Thursday, July 8, 2010

Spin hall effect of light.

I cant help keeping a record of this piece of work, which shows a fast light split. By incidenting a beam of linearly polarized light upon the interface between two media with differing refraction indice, they obtain two closely separated beams of light with oppositely polarized circular helicity.

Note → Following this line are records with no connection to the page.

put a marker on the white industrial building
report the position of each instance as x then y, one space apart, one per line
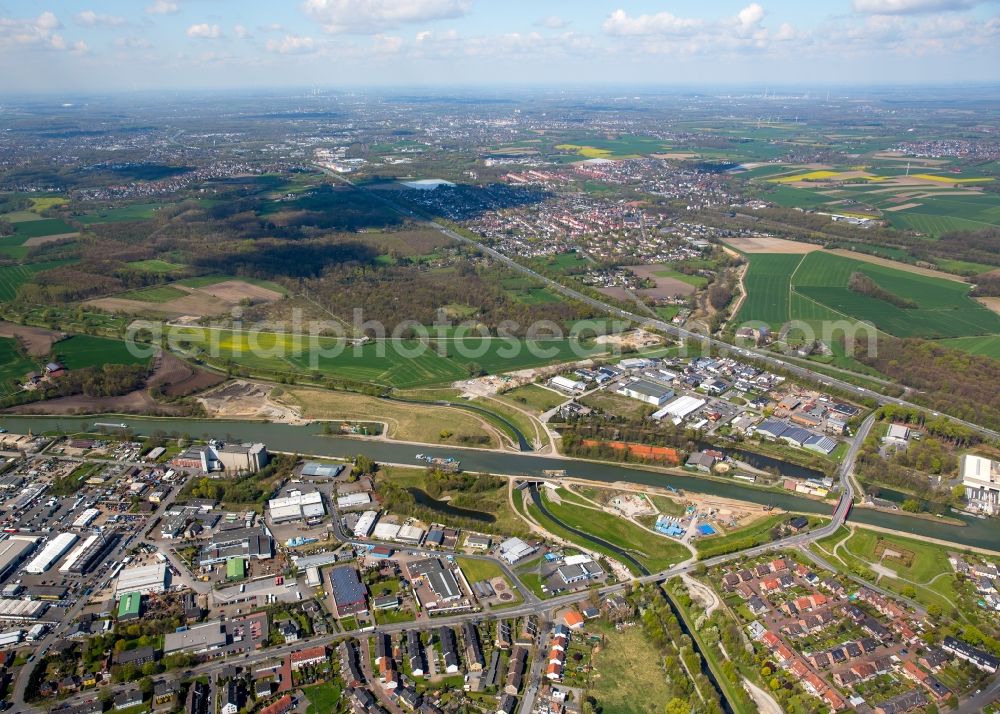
646 390
52 552
86 518
567 385
385 531
143 579
353 500
981 478
514 549
364 526
681 408
296 506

We experimentally demonstrate a general optical pump-probe technique to observe the spin Hall effect of light SHEL in an absorbing medium. In essence, a locally confined pump-induced modification of a material’s absorptivity can effectively be used as an induced aperture allowing one to detect the transversely displaced
circular polarization components of an incident beam through differential transmission techniques. We consider linear absorption mechanisms such as free-carrier absorption and Pauli blocking as well as nonlinear absorption processes such as two-photon absorption. For absorption mechanisms that do not depend on light polarization, the SHEL of the probe beam is obtained directly, while polarization-dependent properties give an effective SHEL displacement that depends on the action of the SHEL on both pump and probe beams. Using 150 fs pump, 820 nm pump and probe pulses we observe SHEL effects in silicon via free-carrier absorption. SHEL effects are also observed via Pauli blocking at 820 nm and two-photon absorption at 1550 nm in GaAs using 150 fs pump and probe pulses.